I’m pretty certain that corporations are best for flipping, but I’m not sure about lease options. Generally the conventional wisdom is that properties you’re going to hold a while should go in an LLC. I don’t know if that’s true for lease options, and I’d recommend asking on this board that specific question if nobody answers it here.

As for how to incorporate, it is very easy. Every state has an office that deals with corporations (i.e. the State Corporation Commission here in Virginia). You are required to submit Articles of Incorporation (which the state frequently has available for download) along with a fee (usually $50-$100). Once you do that you’ll receive a Certificate of Incorporation. You should then set up bylaws (many samples are found on the net), and you should keep some of the formalities of corporations in case anyone accuses you the corp is a sham (i.e. at least have a shareholders meeting once a year even if you’re the only owner). There are many books on the subject of how to maintain a corporation and picking one up is a very good idea. I found the bylaws for my corporation at in the forms section.

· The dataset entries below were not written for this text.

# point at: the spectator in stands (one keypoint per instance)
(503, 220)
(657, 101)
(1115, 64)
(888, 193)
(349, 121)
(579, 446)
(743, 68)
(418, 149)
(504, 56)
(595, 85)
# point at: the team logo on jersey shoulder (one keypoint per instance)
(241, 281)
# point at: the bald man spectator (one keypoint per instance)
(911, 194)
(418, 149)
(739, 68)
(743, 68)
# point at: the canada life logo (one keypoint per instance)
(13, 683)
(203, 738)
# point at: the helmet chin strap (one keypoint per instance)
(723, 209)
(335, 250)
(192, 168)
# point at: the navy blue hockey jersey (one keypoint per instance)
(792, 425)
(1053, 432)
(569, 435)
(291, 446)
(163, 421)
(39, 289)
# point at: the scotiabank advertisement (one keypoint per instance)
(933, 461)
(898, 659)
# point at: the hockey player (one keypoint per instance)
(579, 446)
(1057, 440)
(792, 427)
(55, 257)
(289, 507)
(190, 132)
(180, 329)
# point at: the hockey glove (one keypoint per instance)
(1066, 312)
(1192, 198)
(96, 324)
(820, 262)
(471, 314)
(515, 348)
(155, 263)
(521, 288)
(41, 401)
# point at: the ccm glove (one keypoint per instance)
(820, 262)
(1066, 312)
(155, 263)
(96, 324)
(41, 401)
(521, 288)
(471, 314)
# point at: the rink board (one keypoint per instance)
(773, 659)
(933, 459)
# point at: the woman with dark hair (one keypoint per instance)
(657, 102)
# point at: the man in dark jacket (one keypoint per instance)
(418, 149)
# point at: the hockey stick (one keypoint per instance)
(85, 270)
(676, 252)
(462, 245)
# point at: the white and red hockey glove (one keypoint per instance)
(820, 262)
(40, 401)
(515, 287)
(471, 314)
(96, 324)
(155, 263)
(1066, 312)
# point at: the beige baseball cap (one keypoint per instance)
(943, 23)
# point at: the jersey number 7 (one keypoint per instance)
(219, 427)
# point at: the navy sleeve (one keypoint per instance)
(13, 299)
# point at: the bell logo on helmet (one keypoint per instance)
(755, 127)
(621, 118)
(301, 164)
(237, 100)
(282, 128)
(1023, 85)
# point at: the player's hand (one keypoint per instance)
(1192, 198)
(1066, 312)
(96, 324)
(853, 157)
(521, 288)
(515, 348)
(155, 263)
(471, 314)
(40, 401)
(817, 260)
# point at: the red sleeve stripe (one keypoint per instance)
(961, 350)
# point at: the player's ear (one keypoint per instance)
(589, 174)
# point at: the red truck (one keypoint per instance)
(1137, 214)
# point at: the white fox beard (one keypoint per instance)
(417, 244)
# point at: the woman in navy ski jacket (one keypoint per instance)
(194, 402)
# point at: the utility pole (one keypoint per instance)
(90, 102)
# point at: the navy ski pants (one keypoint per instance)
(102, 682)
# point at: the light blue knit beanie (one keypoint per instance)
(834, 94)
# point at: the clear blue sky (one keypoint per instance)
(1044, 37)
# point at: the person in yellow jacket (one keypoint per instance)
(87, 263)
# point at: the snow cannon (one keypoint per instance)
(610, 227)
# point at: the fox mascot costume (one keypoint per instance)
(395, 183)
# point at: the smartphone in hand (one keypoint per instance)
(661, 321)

If you can’t find your state’s corporation office email me the state you’re in and I will point you to the site. (


Setting up a Corporation - Posted by Terence

Posted by Terence on February 02, 2002 at 20:14:19:

I’m a new investor looking to incorporate, planning to do mainly lease options with the occasional flip. Would I be better off do a C or S corporation. Is there any online websites where I can set up my corporation.
Thanks for the help

Re: Setting up a Corporation - Posted by george

Posted by george on February 05, 2002 at 17:21:51:

Joe’s post was good. C-Corp can give you more deductions. Allows you to income split. corporate tax rate is 15% up to $50K profit. The Quote - Unquote DOUBLE TAXATION of a C Corp, only becomes a possible issue when there a LARGE cash reserves with no intended business purpose. It can be reasonably prevented with proper management and accounting.
If interested in a good book relating to corporation structuring, send an E-mail to
It is worth having in the bookcase and is easy and enjoyable to read.
best wishes, george

Re: Setting up a Corporation - Posted by JHyre in Ohio

Posted by JHyre in Ohio on February 04, 2002 at 19:16:47:

Joe gave as good an answer as can be given for choosing between S and C corp. The factors he mentioned must be analyzed in light of your individual circumstances to make the right decision. In re L/O’s…it depends on your approach. If you have renters and one of them exercises once in a while, an LLC would probably work because you probably can avoid be treated as a “dealer” for tax purposes. If, on the other hand, having people exercise is the goal and in fact common, an S-corp is probably the way to go…though if you have high enough income that you’ve maxed out on social security tax payments, then the LLC would probably still be the way to go. Another factor is how your state treats each specific entity type.